The accuracy of the structures obtained using 3D structure prediction programs is improving rapidly, and some of the commonly available programs have shown excellent performance in the CASP competition [32]. However, all the 3D structure prediction programs are trained with a variety of proteins and their performance is usually evaluated on a general dataset [33]. There is no literature evidence reporting the performance of these programs on proteins containing poly-Q tracts. So it is necessary for us to evaluate the performance of these programs before we use them to predict the structure of polyglutamine disease proteins at large scale.

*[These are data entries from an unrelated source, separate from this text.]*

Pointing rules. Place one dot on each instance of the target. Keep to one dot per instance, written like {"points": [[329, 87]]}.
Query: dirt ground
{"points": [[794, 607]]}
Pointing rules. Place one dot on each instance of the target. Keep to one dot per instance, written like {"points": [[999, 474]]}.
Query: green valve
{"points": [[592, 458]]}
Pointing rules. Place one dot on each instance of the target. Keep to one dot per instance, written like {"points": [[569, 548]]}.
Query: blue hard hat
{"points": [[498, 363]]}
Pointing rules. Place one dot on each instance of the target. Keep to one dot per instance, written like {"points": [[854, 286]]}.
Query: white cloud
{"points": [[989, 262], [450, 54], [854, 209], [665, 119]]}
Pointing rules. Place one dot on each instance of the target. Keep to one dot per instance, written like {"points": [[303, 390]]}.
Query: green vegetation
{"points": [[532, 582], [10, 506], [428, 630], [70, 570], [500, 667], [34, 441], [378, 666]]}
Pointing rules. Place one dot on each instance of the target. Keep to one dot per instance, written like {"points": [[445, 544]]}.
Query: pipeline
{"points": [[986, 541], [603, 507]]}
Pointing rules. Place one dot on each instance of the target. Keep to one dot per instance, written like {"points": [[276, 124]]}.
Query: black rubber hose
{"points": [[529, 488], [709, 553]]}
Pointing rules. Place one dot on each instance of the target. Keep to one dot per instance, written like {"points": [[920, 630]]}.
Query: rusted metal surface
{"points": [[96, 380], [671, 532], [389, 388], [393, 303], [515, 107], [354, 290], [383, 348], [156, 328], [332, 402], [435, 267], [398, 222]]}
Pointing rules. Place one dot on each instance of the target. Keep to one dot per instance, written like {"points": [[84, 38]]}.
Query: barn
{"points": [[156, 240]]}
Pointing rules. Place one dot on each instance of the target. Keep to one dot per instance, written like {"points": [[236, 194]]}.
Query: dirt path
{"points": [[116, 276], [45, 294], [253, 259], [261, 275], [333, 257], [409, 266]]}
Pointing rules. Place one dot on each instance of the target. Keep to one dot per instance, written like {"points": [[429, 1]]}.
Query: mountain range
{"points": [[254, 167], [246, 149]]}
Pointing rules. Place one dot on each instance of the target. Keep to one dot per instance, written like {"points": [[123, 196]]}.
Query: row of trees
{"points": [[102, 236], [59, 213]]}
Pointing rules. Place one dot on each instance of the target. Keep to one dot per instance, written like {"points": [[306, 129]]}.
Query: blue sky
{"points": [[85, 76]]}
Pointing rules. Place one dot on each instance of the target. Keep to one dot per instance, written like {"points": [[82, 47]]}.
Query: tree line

In this paper we present our results of the evaluation of the prediction performance of two efficient and popular 3D structure prediction programs, I-TASSER and Rosetta, on the N-terminal end of huntingtin protein with 17 glutamines (HTT17Q-EX1).


Predicted models

As evidence shows that the poly-Q region can adopt different structures [28, 29] in the proteins of interest for poly-Q diseases, it is not appropriate to seek the 'best structure' of this region, but it is more appropriate to look for ensembles of structures (generated by multiple independent runs) which can show overall trends and represent the variety of structures observed by experimental methods.

Following this reasoning, both Rosetta and I-TASSER were run 10 times using different random seeds for each run of 3D structure prediction of the HTT17Q-EX1 sequence shown in Figure 1(b). For each run we kept the five best models, so a total of 50 I-TASSER models and 50 Rosetta models were retained for analysis.

Figure 1
figure 1

The sequence construction of HTT17Q-EX1. (a) sequence structure of the PDB records; (b) sequence used for structure prediction.

Each structure prediction program will return some parameters to estimate the accuracy of the models. For I-TASSER, the C-score, which lies in the (-5,2) range, is calculated for each model [34]. The C-scores of the best 50 I-TASSER models, listed in Table 2, range from -2.62 to -4.72.

Table 2 C-scores for the best I-TASSER models.

The clustering algorithm from Rosetta was used to identify the most frequently sampled conformations. For each run we selected the five structures with the lowest energy from the structures encountered in the five different clusters in which the number of structures was greater than 10 on each. The energies of the total 50 Rosetta structures, listed in Table 3, they range from 16.06 to 20.13.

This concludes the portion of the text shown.